Why would section 74 bar the forfeiture of earnest money? It is important to remember that it is being assumed for the purposes of this argument that forfeiture was permitted by the contract, ie, that KNA’s failure to pay within three months did constitute a breach of contract. In the common law, the courts have generally been reluctant to apply the penalty rules to forfeiture clauses of this kind: as Eder J pointed out recently, these clauses have usually been readily enforced. Early Indian cases, notably Abdul Gani, also took the same view, but the scope of section 74 was considerably expanded by an amendment introduced in 1899. The amendment was made to address a particular problem that had arisen at the time about the applicability of the provision to contractual stipulations requiring the borrower, in the event of default, to pay a higher rate of interest from the date of the original loan. The 1899 amendment inserted the words ‘or any other stipulation by way of penalty’; in Fateh Chand, a Constitution Bench held that it therefore also applied to forfeiture clauses and not merely to payments to be made on breach. In Kailash Nath, the Court has held unequivocally that all earnest money clauses are subject to section 74, if triggered by breach, clarifying that certain observations to the contrary in Maula Bux were not necessary for the purposes of deciding that case.
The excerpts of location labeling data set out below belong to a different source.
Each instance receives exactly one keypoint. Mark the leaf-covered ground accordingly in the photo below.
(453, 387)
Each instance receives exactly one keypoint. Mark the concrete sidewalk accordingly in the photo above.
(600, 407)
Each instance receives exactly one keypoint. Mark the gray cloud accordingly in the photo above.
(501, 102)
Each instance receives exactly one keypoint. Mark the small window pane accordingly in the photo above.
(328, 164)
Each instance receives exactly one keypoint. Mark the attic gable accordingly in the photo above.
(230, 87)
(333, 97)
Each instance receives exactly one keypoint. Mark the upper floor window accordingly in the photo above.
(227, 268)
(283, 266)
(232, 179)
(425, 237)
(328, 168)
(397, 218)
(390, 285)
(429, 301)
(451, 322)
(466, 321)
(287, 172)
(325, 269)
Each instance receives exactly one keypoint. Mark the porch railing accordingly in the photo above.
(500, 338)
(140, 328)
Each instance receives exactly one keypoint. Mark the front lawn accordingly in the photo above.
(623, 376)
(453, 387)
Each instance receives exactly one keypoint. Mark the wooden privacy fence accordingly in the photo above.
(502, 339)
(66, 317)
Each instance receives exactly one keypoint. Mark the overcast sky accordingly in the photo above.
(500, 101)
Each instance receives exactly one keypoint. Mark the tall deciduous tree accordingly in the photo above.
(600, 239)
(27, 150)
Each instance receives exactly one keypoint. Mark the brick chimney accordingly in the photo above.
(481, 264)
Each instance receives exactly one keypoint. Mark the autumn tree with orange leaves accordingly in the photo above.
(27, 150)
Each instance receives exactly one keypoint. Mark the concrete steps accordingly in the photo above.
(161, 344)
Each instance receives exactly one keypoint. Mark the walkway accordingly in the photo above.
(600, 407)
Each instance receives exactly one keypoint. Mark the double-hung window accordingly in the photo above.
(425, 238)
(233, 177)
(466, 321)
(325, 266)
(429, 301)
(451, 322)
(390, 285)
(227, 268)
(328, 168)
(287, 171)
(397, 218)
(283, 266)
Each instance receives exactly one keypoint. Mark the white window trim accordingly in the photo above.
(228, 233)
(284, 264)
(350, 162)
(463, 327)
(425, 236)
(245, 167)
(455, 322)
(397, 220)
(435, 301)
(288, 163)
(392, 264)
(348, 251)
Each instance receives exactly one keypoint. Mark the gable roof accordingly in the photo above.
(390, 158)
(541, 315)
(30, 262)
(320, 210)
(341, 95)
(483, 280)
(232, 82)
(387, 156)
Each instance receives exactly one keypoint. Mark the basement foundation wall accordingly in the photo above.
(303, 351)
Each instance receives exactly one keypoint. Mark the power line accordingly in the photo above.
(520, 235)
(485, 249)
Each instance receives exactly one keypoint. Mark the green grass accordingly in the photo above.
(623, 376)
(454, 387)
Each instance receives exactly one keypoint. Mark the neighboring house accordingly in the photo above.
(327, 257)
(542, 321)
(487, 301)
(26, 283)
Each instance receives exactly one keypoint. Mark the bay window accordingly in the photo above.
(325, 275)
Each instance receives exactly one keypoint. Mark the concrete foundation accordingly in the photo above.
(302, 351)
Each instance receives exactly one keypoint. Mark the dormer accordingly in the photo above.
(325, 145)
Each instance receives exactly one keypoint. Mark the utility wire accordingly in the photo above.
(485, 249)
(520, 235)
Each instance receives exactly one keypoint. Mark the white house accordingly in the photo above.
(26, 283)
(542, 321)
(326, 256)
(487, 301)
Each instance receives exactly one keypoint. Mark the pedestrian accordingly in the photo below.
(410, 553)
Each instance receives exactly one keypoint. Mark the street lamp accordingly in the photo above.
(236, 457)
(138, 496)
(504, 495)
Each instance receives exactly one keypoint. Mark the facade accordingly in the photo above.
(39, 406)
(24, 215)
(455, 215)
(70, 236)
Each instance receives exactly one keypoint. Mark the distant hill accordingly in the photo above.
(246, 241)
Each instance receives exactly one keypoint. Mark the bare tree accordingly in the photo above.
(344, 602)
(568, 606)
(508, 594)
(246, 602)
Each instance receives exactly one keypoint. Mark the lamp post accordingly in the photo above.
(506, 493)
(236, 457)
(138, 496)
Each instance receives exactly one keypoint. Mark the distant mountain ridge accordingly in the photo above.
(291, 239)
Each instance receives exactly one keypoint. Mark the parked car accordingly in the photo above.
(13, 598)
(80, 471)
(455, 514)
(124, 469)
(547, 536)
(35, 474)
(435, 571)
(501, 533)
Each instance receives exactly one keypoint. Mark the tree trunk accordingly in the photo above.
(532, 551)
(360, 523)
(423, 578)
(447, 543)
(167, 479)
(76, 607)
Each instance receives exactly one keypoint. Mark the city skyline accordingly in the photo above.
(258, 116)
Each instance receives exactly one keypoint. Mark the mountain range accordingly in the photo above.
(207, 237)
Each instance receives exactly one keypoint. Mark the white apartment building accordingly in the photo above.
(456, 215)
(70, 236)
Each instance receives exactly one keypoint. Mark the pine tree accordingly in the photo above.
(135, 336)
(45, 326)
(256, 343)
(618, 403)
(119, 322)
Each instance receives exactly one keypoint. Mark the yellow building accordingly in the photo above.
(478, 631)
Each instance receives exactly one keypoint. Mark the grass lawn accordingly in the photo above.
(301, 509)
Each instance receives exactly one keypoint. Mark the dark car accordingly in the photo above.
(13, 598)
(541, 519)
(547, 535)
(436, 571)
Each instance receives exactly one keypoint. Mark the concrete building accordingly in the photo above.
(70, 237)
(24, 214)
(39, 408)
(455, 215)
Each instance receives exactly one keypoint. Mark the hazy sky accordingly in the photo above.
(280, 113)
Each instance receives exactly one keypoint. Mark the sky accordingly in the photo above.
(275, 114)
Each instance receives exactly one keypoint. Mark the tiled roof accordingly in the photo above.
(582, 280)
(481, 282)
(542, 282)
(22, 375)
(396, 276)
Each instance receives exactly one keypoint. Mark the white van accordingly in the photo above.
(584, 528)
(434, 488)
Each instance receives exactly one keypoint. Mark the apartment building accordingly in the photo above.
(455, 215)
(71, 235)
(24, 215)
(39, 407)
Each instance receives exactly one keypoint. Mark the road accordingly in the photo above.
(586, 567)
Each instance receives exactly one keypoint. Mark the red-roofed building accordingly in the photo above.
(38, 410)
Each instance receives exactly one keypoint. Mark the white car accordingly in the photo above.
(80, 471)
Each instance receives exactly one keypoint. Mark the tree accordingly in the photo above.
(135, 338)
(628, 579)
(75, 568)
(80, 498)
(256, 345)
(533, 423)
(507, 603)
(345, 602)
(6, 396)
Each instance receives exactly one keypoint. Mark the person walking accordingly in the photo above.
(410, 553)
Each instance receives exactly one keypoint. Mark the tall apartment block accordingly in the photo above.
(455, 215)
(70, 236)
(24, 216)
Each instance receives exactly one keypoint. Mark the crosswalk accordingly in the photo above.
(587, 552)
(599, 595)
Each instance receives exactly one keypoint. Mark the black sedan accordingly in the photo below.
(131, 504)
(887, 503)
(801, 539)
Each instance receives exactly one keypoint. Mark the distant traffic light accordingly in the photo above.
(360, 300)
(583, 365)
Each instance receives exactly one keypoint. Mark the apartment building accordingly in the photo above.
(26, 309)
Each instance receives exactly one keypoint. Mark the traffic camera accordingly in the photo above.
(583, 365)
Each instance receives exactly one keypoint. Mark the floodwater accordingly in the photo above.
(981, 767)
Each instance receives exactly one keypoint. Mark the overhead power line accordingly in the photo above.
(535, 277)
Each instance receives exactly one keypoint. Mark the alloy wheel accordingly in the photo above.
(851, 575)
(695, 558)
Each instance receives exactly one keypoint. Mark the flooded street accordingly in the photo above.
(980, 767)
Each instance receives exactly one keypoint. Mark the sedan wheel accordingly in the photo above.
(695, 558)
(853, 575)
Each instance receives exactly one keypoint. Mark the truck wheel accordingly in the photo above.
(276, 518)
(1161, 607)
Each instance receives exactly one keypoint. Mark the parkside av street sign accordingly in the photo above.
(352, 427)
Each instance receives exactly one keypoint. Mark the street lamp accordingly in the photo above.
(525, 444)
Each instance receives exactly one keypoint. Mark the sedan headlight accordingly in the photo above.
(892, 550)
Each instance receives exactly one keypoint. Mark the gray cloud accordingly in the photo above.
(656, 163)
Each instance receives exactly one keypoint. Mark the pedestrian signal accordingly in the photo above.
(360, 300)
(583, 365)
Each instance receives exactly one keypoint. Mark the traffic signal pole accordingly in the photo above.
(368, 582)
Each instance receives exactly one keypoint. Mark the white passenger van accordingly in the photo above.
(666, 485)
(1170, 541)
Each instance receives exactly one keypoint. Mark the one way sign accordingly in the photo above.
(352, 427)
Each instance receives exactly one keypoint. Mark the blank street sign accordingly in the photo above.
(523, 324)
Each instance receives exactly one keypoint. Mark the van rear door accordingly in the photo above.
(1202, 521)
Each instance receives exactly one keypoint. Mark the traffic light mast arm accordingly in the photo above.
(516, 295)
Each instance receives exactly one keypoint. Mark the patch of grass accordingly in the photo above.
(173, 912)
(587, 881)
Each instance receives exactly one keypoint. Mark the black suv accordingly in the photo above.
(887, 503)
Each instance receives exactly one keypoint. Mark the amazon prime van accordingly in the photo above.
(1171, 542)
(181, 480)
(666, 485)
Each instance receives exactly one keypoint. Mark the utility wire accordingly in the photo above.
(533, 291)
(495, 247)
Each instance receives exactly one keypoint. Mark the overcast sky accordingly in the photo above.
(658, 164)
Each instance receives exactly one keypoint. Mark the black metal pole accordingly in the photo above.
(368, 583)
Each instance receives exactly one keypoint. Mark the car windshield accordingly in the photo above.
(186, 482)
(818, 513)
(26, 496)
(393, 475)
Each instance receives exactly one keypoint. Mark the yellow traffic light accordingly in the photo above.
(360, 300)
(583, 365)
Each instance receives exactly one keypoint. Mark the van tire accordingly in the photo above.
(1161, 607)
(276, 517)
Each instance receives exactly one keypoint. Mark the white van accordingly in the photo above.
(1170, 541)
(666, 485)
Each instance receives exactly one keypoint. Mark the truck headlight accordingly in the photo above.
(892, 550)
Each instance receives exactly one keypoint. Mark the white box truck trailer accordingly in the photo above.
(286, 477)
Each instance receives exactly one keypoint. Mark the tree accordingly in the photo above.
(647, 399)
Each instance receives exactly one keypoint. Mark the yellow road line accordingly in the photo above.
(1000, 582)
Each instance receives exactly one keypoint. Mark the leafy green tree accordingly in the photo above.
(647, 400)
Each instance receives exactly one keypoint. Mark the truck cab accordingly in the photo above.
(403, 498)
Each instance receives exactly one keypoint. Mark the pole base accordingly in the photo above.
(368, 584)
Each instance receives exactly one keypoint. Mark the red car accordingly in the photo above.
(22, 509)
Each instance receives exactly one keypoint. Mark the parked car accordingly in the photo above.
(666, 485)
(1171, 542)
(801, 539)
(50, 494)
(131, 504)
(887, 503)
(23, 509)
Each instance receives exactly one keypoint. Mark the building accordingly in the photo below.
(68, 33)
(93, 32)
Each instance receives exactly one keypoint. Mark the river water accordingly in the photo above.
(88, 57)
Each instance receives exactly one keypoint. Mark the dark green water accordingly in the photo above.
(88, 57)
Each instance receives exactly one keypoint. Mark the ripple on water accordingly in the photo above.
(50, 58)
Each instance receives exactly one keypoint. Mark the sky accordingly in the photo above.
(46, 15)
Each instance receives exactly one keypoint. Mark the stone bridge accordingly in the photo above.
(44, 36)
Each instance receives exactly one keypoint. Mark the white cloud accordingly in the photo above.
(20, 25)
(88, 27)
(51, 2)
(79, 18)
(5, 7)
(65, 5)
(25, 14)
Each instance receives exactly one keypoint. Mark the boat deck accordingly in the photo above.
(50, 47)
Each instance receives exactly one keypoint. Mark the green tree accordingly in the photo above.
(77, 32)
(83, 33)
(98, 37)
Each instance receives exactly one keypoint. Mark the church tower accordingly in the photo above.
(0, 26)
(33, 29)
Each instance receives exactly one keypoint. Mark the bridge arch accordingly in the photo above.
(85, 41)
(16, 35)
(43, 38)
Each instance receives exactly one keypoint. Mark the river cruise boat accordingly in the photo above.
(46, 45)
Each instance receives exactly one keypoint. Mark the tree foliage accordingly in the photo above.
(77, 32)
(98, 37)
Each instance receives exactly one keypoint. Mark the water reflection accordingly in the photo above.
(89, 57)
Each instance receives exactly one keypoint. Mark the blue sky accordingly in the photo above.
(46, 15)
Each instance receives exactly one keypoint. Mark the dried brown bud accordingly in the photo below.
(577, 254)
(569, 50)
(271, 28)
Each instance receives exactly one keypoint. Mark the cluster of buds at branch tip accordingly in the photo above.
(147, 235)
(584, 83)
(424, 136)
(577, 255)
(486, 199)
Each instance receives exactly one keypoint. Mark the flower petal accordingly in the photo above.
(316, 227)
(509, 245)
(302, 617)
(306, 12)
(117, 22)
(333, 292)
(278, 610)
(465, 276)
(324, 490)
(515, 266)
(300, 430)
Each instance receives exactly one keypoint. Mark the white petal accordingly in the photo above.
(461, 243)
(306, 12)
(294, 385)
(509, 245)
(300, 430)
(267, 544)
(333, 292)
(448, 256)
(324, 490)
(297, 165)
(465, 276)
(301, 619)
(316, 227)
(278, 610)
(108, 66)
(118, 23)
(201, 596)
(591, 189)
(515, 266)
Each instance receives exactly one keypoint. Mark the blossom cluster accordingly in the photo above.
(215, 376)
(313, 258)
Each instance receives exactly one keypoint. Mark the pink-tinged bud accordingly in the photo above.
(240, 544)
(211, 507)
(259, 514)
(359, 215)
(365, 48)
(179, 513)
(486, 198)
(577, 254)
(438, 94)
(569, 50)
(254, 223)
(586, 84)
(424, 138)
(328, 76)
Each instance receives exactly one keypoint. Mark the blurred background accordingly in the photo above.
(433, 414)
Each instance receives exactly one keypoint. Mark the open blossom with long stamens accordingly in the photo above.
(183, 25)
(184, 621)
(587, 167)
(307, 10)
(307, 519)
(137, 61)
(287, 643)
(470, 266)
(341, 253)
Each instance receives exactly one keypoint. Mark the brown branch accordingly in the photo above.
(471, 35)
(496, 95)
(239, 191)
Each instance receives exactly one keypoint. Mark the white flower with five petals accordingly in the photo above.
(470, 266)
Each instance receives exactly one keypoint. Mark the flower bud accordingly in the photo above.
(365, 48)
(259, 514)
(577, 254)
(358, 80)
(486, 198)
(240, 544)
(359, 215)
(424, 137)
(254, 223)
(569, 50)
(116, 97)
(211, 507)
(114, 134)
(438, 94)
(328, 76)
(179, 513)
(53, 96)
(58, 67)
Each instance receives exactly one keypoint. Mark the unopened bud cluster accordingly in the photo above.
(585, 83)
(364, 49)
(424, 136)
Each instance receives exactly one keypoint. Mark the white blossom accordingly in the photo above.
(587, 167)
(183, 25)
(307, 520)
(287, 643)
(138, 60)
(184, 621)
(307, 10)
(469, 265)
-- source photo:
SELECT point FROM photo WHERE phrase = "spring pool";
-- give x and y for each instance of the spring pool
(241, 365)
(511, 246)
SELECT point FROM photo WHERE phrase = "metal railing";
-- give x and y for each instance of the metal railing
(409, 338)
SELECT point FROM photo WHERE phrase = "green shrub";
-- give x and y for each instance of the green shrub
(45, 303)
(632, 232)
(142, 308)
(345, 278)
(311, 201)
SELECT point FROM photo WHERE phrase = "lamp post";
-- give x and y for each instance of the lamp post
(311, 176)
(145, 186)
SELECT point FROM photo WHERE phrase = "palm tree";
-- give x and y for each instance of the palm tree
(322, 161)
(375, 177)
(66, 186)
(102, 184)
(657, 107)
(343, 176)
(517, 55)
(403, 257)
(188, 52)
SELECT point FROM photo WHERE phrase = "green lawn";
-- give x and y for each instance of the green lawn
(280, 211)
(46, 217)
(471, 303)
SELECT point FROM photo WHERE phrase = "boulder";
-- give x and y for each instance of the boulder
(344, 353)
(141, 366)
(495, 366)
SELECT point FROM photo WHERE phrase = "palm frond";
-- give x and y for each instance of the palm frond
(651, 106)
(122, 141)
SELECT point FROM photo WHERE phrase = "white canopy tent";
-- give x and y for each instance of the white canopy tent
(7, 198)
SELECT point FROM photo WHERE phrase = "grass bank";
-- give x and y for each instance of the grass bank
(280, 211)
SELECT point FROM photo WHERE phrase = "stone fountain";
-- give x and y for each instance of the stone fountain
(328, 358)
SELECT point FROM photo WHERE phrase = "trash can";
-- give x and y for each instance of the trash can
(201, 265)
The only difficulty with the Court’s reasoning is the proposition that section 74 applies only in the event of breach. There is no doubt that this is true, so far as it goes: section 74 opens with the words ‘where a contract has been broken…’ However, the question is whether the Indian courts retain equitable jurisdiction to grant relief against penalty clauses even if section 74 does not apply in terms. There is some support in the early cases for this proposition, but the Supreme Court in Kailash Nath appears to have assumed that this jurisdiction does not exist. It was, of course, unnecessary to decide this point given the question before the court; and its observations can therefore be treated as obiter. But the point remains unresolved in India and it is one that warrants close consideration.
It may be of interest to note that the UK Supreme Court is scheduled to hear argument on 21 July in one of the most important penalty cases of recent times: Makdessi v Cavendish.